You may already know that vitamin D deficiencies have become increasingly common in recent years, especially since more people of all ages are spending larger amounts of time indoors. But what you may not know is that seniors have an increased risk of vitamin D deficiency, not only because they may not be as inclined toward outdoor activities, but also because their bodies can’t synthesize vitamin D from sunlight as efficiently as people under the age of 50. This deficiency has become so prevalent, The International Society for Clinical Densitometry has called it “the silent epidemic of the elderly”.
There are a number of signs of vitamin D deficiency that shouldn’t be ignored, including:
- muscle weakness
- mobility problems
- chronic gut issues such as IBS
- weight gain
- weakened immune system
A study published in The Journal of Clinical Endocrinology & Metabolism states that at least 70 percent of seniors aged 65 to 88 have at least one physical limitation due to a vitamin D deficiency and are likely to experience further functional decline.
Unfortunately, too many people push off symptoms like this to “normal aging” and just accept the symptoms rather than bringing them to their doctor’s attention. However, not all doctors will check vitamin D levels unless requested and instead may automatically prescribe an unnecessary medication for the symptom. This, of course, will either help only for a short period or won’t help at all, and new health issues may arise from the medications.

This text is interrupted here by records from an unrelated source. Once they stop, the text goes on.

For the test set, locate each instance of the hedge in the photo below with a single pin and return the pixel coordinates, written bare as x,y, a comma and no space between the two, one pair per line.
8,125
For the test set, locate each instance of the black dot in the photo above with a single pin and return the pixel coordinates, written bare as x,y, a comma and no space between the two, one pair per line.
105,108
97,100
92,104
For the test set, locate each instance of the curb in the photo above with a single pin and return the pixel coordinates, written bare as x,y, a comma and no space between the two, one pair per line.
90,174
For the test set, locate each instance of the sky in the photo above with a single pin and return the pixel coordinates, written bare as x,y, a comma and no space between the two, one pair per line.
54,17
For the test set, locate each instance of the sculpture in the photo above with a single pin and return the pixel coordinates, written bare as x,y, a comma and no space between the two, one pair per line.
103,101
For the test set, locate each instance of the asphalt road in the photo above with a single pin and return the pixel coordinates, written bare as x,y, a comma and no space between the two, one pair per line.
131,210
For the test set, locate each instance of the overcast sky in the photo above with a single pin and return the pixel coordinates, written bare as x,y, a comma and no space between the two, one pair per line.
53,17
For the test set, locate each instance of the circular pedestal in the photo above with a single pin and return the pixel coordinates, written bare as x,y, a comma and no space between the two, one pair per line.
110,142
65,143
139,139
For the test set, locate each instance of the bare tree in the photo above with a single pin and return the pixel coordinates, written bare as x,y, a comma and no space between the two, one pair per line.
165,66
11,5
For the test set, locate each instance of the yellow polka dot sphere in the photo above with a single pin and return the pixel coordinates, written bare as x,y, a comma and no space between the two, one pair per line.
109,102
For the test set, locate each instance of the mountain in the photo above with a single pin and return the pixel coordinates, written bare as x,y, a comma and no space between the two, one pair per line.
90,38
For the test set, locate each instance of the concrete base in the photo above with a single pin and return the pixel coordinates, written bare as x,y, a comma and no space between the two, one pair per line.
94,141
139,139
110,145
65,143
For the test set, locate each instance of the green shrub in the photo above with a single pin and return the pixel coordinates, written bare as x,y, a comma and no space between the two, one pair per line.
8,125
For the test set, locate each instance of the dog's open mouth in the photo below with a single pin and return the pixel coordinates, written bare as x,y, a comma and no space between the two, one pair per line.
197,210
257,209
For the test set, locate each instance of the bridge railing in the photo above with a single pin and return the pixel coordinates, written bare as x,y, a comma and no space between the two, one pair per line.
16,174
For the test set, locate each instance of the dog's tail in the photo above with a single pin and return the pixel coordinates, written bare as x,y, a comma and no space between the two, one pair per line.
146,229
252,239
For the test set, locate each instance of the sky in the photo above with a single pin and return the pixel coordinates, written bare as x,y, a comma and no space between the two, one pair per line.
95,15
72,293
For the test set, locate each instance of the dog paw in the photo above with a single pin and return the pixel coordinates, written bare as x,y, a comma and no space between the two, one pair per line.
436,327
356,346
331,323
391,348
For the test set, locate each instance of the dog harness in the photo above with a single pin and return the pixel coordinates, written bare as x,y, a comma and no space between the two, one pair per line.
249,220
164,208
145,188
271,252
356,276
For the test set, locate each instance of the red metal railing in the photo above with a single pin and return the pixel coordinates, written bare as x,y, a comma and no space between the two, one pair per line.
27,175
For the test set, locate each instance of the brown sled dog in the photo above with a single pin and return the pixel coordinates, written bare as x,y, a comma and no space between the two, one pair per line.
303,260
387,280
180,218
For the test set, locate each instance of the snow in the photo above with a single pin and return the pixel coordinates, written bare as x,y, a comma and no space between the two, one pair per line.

Vitamin D is a necessary catalyst for serotonin production, the “feel good” brain hormone that affects our moods. A serotonin-deficient person could experience depression, mania and become prone to Seasonal Affective Disorder (SAD), all of which are typically treated with dangerous psychiatric medications. Low vitamin D levels can also weaken the immune system and create an overall hormonal imbalance resulting in low brain serotonin and high gut serotonin production.
Proper vitamin D levels offer these protections as well as others:
- maintain bone density
- lower risk of heart disease, some cancers and diabetes
- mobility maintenance
- strengthened immunity
- fall and fracture prevention
- maintain independent lifestyle
- lessen risk of Parkinson’s disease
Besides natural sunlight, certain foods contain higher levels of vitamin D; these include fatty fish (choose fish that are lower in mercury such as salmon, sardines, anchovies and trout, among others), egg yolks, almond milk fortified with vitamin D, cheese and beef liver.
It’s important at any age to know your vitamin D level, and it’s just as important to know how much vitamin D supplementation you should take, if any. Each person’s levels are different, depending on the foods they eat, their time spent outdoors, and more; too much of anything can be just as bad as not enough. Only through comprehensive individualized testing can the proper levels of vitamin D be reached and maintained for optimal health.